Single-dose pharmacokinetics were studied in 8 patients with type 2 diabetes and a low creatinine clearance (range 1.8-16.5 ml/min/1.73 m2) up to 6 hours after 90 mg nateglinide administration. Next, we treated another group of 8 patients undergoing regular hemodialysis with nateglinide 90 mg/day for 1-3 months. The effect of hemodialysis on metabolite accumulation was then tested.

starlix diabetes medication

There is a growing body of evidence that postprandial hyperglycaemia plays an important role in accelerated atherosclerosis and may be a therapeutic target for preventing cardiovascular disease (CVD) in diabetes. However, there is no convenient biomarker that could reflect cumulative postprandial hyperglycaemia in diabetes. We have recently found that glyceraldehyde can rapidly react with amino groups of proteins to form glyceraldehyde-derived advanced glycation end products (AGEs), which evoke vascular inflammation and endothelial dysfunction, thereby being implicated in accelerated atherosclerosis in diabetes. In this study, we examined whether glyceraldehyde-derived AGEs were a biomarker that could reflect cumulative postprandial hyperglycaemia in Goto-Kakizaki (GK) rats fed twice a day.
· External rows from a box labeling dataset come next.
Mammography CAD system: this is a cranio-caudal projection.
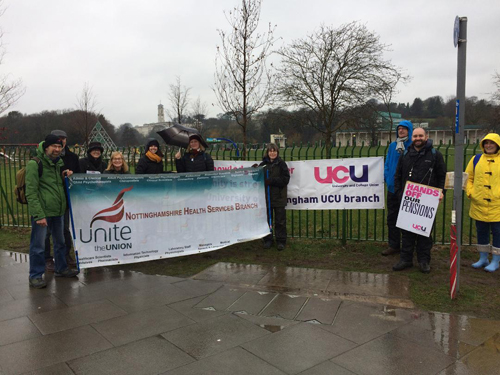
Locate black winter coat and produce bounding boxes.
[175,151,215,173]
[135,155,163,174]
[259,156,290,207]
[394,140,446,198]
[79,156,107,173]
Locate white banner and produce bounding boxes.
[70,168,269,268]
[396,181,441,237]
[215,156,385,210]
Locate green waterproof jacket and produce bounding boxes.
[26,142,66,221]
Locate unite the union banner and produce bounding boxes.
[69,168,269,268]
[215,156,385,210]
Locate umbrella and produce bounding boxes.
[157,124,207,148]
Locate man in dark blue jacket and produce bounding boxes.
[382,120,413,256]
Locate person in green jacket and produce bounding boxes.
[26,134,78,289]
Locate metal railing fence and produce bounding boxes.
[0,143,480,245]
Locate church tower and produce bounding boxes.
[158,103,165,122]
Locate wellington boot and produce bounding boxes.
[484,254,500,272]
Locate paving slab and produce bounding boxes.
[0,326,112,374]
[258,267,334,292]
[261,294,307,319]
[234,313,299,333]
[299,361,357,375]
[169,279,223,297]
[108,283,203,312]
[227,291,278,315]
[29,301,127,335]
[193,262,271,285]
[92,306,195,346]
[320,303,411,344]
[412,312,500,346]
[161,347,285,375]
[0,316,41,346]
[332,334,455,375]
[21,363,75,375]
[195,286,245,310]
[242,323,356,374]
[296,298,342,324]
[0,294,67,321]
[168,296,229,322]
[390,324,477,359]
[68,336,194,375]
[162,315,269,359]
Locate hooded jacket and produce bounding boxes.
[394,139,446,198]
[26,142,66,221]
[259,156,290,207]
[384,120,413,193]
[465,133,500,222]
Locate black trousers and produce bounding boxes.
[264,207,286,245]
[400,230,432,263]
[45,208,73,260]
[387,191,401,250]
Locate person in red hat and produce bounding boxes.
[175,134,215,173]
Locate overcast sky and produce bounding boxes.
[0,0,500,126]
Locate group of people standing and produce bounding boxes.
[382,120,500,273]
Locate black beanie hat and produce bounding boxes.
[43,134,62,150]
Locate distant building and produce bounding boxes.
[335,112,487,147]
[271,130,286,148]
[134,103,174,137]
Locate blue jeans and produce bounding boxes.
[476,220,500,248]
[30,216,68,279]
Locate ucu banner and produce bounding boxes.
[314,164,368,184]
[215,157,385,210]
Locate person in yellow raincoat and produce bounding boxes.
[465,133,500,272]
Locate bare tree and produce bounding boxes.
[0,0,26,114]
[377,70,411,142]
[167,77,191,124]
[277,22,399,156]
[214,0,275,159]
[75,82,99,145]
[191,96,208,135]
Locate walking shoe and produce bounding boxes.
[66,254,76,267]
[30,277,47,289]
[55,268,80,277]
[419,262,431,273]
[381,247,400,257]
[45,259,56,273]
[392,260,413,271]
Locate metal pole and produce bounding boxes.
[451,17,467,298]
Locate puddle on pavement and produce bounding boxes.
[259,324,285,333]
[0,250,30,267]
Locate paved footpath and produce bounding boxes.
[0,251,500,375]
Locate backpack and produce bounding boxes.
[14,157,43,204]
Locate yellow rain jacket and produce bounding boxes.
[465,133,500,222]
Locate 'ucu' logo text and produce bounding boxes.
[413,224,427,232]
[314,165,368,184]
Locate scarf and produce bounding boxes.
[396,136,408,154]
[146,151,161,163]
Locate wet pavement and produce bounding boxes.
[0,251,500,375]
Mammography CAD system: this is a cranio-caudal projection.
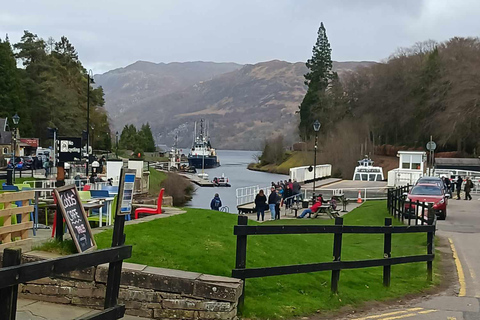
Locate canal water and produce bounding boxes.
[187,150,288,213]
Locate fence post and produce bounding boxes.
[104,209,125,309]
[383,218,392,287]
[235,216,248,314]
[415,200,420,225]
[405,199,412,225]
[331,218,343,294]
[0,248,22,320]
[422,202,425,226]
[427,203,435,282]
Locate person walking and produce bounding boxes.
[465,177,474,200]
[43,158,50,179]
[283,184,293,209]
[275,190,282,220]
[255,189,267,221]
[292,179,303,201]
[210,193,222,211]
[297,197,322,219]
[456,176,463,200]
[268,187,277,220]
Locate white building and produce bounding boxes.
[387,151,427,187]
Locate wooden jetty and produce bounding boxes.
[178,172,214,187]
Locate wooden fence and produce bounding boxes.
[387,184,436,226]
[0,196,132,320]
[0,191,35,250]
[232,192,436,310]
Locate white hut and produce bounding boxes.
[388,151,427,187]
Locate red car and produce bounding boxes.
[405,183,450,220]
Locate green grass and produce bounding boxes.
[32,239,77,255]
[148,168,167,196]
[96,201,438,319]
[0,177,37,186]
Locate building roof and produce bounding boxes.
[398,151,427,154]
[0,118,7,133]
[435,158,480,167]
[0,130,12,145]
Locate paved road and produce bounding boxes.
[345,195,480,320]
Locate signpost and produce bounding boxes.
[117,168,137,215]
[54,184,96,253]
[426,136,437,176]
[56,137,82,162]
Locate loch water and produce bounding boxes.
[187,150,288,213]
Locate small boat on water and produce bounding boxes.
[197,172,208,180]
[212,173,231,187]
[353,156,384,181]
[188,119,220,169]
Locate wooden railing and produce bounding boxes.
[232,202,436,311]
[0,191,35,250]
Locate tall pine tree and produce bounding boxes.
[299,22,333,140]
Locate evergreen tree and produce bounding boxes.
[138,122,155,152]
[299,22,333,140]
[0,37,32,136]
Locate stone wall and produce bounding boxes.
[4,252,242,319]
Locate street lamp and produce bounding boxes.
[85,69,95,177]
[313,120,321,201]
[115,131,118,159]
[12,112,20,182]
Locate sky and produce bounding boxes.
[0,0,480,74]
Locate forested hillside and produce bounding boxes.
[302,37,480,156]
[0,31,111,149]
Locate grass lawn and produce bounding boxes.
[0,177,38,186]
[96,201,438,319]
[148,168,167,196]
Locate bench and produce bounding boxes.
[309,203,340,219]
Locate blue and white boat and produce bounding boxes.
[188,119,220,169]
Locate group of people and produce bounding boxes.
[442,176,475,200]
[255,179,302,221]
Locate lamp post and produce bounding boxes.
[85,69,95,177]
[313,120,321,201]
[115,131,118,159]
[12,113,20,182]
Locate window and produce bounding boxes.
[402,155,412,169]
[412,154,422,170]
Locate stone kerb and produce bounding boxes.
[0,252,242,319]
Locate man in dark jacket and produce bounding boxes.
[283,184,293,209]
[268,187,277,220]
[210,193,222,211]
[456,176,463,200]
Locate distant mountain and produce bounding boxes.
[96,60,372,150]
[95,61,242,117]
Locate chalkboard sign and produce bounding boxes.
[54,184,96,253]
[116,168,137,215]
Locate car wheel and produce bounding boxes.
[438,209,447,220]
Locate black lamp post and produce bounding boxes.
[115,131,118,159]
[12,113,20,182]
[313,120,321,201]
[85,69,95,177]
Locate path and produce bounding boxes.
[343,195,480,320]
[17,299,147,320]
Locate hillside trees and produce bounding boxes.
[299,22,343,140]
[119,123,155,154]
[342,38,480,154]
[0,31,111,150]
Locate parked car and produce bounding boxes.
[7,157,23,170]
[405,183,450,220]
[23,156,34,170]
GK rats at 8 weeks of age were divided into 2 groups; either the vehicle (VEH) or 50 mg/kg of nateglinide (NAT) was administered twice daily just before each meal. After 6 weeks, nateglinide treatment was found to not only prevent postprandial hyperglycaemia, but also reduce glyceraldehyde-derived AGE levels in GK rats fed twice a day. However, there was no significant difference in HbA1c or glucose-derived AGE levels between the two groups. The present study demonstrated for the first time that glyceraldehyde-derived AGEs, but not HbA1c or glucose-derived AGEs, were a biomarker that could reflect cumulative postprandial hyperglycaemia in diabetic rats. Glyceraldehyde-derived AGEs may be a novel therapeutic target for preventing CVD in diabetes.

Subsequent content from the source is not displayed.